How does strtok () work in C?

The strtok() function parses the string up to the first instance of the delimiter character, replaces the character in place with a null byte ( '\0' ), and returns the address of the first character in the token. Subsequent calls to strtok() begin parsing immediately after the most recently placed null character.

How does strtok () works how can you make it thread-safe?

If you create some sort of mutex or alternate guard to protect the use of the strtok function, and only call strtok from a thread which has obtained a lock on said mutex, then strtok is safe to use. However, it is probably better just to use the thread-safe strtok_r as others have said.

What is strtok () and implement user defined strtok ()?

The strtok() function is used in tokenizing a string based on a delimiter. It is present in the header file “string. h” and returns a pointer to the next token if present, if the next token is not present it returns NULL. To get all the tokens the idea is to call this function in a loop.


the strtok runtime function works like this

the first time you call strtok you provide a string that you want to tokenize

char s[] = "this is a string";

in the above string space seems to be a good delimiter between words so lets use that:

char* p = strtok(s, " ");

what happens now is that 's' is searched until the space character is found, the first token is returned ('this') and p points to that token (string)

in order to get next token and to continue with the same string NULL is passed as first argument since strtok maintains a static pointer to your previous passed string:

p = strtok(NULL," ");

p now points to 'is'

and so on until no more spaces can be found, then the last string is returned as the last token 'string'.

more conveniently you could write it like this instead to print out all tokens:

for (char *p = strtok(s," "); p != NULL; p = strtok(NULL, " "))
{
  puts(p);
}

EDIT:

If you want to store the returned values from strtok you need to copy the token to another buffer e.g. strdup(p); since the original string (pointed to by the static pointer inside strtok) is modified between iterations in order to return the token.


strtok() divides the string into tokens. i.e. starting from any one of the delimiter to next one would be your one token. In your case, the starting token will be from "-" and end with next space " ". Then next token will start from " " and end with ",". Here you get "This" as output. Similarly the rest of the string gets split into tokens from space to space and finally ending the last token on "."


strtok maintains a static, internal reference pointing to the next available token in the string; if you pass it a NULL pointer, it will work from that internal reference.

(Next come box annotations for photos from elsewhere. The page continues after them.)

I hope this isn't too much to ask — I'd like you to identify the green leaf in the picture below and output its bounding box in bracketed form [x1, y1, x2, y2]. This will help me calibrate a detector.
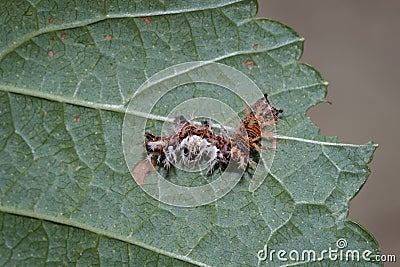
[0, 0, 382, 266]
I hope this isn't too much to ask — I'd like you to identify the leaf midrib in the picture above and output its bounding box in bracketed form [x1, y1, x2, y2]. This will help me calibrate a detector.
[0, 0, 246, 61]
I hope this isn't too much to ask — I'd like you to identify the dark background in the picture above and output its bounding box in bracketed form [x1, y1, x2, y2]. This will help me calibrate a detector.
[258, 0, 400, 266]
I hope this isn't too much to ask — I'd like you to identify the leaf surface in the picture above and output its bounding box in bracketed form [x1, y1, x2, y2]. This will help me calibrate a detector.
[0, 0, 381, 266]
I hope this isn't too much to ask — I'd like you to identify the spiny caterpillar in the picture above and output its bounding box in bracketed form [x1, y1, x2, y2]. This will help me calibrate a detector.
[145, 94, 283, 172]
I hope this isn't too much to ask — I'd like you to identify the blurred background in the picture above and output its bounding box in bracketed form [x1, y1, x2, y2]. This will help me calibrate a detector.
[258, 0, 400, 266]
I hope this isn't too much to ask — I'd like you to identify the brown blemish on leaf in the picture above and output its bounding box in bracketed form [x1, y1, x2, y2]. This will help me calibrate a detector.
[271, 139, 279, 150]
[244, 59, 256, 70]
[140, 16, 151, 25]
[131, 159, 156, 185]
[47, 50, 54, 59]
[104, 34, 112, 40]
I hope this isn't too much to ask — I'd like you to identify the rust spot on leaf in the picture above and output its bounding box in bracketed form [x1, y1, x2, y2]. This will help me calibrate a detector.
[104, 34, 112, 40]
[131, 159, 156, 185]
[244, 59, 256, 70]
[47, 50, 54, 59]
[140, 16, 151, 25]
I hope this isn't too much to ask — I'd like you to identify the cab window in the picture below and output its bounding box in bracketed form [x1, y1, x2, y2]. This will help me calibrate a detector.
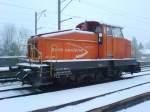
[112, 28, 123, 38]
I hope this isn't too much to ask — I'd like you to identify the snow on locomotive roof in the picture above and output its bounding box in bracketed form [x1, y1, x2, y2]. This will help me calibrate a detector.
[76, 21, 123, 29]
[44, 58, 134, 62]
[33, 29, 94, 37]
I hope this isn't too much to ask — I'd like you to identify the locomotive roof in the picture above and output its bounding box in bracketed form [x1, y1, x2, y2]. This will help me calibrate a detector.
[76, 21, 123, 29]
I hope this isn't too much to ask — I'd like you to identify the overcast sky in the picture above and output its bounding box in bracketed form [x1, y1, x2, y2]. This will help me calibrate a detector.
[0, 0, 150, 44]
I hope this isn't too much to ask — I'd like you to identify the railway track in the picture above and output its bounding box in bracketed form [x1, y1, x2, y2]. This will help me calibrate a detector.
[0, 70, 150, 112]
[0, 66, 150, 100]
[33, 81, 150, 112]
[88, 92, 150, 112]
[0, 65, 150, 112]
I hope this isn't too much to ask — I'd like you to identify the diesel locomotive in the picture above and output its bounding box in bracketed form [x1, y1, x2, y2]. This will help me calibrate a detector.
[17, 21, 140, 86]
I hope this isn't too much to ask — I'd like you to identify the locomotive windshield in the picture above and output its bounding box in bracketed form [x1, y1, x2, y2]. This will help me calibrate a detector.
[77, 21, 102, 33]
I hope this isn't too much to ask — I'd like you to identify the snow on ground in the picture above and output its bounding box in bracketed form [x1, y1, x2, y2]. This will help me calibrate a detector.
[54, 84, 150, 112]
[0, 90, 33, 99]
[118, 101, 150, 112]
[0, 72, 150, 112]
[0, 67, 9, 71]
[0, 82, 30, 91]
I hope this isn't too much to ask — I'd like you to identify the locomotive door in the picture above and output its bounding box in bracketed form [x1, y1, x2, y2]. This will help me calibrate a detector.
[106, 26, 113, 58]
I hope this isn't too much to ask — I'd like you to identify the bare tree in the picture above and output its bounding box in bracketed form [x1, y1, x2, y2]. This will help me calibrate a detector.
[1, 24, 30, 56]
[2, 24, 16, 55]
[17, 27, 31, 55]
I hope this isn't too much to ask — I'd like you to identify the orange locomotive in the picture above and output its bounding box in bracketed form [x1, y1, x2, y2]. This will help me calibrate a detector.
[18, 21, 140, 86]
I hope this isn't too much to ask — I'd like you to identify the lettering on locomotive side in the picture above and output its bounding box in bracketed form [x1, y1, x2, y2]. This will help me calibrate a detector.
[51, 42, 88, 58]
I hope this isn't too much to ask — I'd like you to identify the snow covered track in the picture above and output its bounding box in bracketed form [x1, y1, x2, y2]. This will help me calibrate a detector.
[33, 81, 150, 112]
[0, 72, 150, 112]
[89, 92, 150, 112]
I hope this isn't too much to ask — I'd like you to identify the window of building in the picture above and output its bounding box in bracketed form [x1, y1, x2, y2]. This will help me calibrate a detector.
[112, 27, 123, 38]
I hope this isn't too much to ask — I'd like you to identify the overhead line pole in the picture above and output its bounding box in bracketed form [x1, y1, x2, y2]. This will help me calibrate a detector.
[35, 12, 37, 35]
[58, 0, 61, 30]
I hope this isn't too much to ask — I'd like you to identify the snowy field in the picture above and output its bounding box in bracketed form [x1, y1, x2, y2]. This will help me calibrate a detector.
[0, 72, 150, 112]
[118, 101, 150, 112]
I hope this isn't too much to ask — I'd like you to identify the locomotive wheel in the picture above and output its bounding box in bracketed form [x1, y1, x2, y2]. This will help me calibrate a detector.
[112, 71, 122, 80]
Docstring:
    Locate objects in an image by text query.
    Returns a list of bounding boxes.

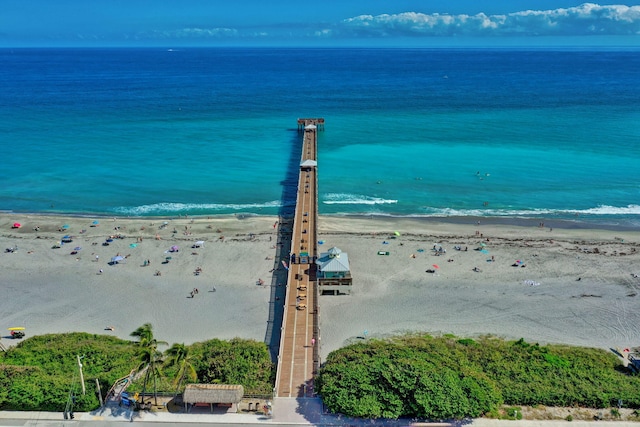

This is the reason strtok isn't re-entrant; as soon as you pass it a new pointer, that old internal reference gets clobbered.


strtok doesn't change the parameter itself (str). It stores that pointer (in a local static variable). It can then change what that parameter points to in subsequent calls without having the parameter passed back. (And it can advance that pointer it has kept however it needs to perform its operations.)

From the POSIX strtok page:

This function uses static storage to keep track of the current string position between calls.

There is a thread-safe variant (strtok_r) that doesn't do this type of magic.


strtok will tokenize a string i.e. convert it into a series of substrings.

It does that by searching for delimiters that separate these tokens (or substrings). And you specify the delimiters. In your case, you want ' ' or ',' or '.' or '-' to be the delimiter.

The programming model to extract these tokens is that you hand strtok your main string and the set of delimiters. Then you call it repeatedly, and each time strtok will return the next token it finds. Till it reaches the end of the main string, when it returns a null. Another rule is that you pass the string in only the first time, and NULL for the subsequent times. This is a way to tell strtok if you are starting a new session of tokenizing with a new string, or you are retrieving tokens from a previous tokenizing session. Note that strtok remembers its state for the tokenizing session. And for this reason it is not reentrant or thread safe (you should be using strtok_r instead). Another thing to know is that it actually modifies the original string. It writes '\0' for teh delimiters that it finds.

One way to invoke strtok, succintly, is as follows:

char str[] = "this, is the string - I want to parse";
char delim[] = " ,-";
char* token;

for (token = strtok(str, delim); token; token = strtok(NULL, delim))
{
    printf("token=%s\n", token);
}

Result:

this
is
the
string
I
want
to
parse

The first time you call it, you provide the string to tokenize to strtok. And then, to get the following tokens, you just give NULL to that function, as long as it returns a non NULL pointer.

The strtok function records the string you first provided when you call it. (Which is really dangerous for multi-thread applications)


strtok modifies its input string. It places null characters ('\0') in it so that it will return bits of the original string as tokens. In fact strtok does not allocate memory. You may understand it better if you draw the string as a sequence of boxes.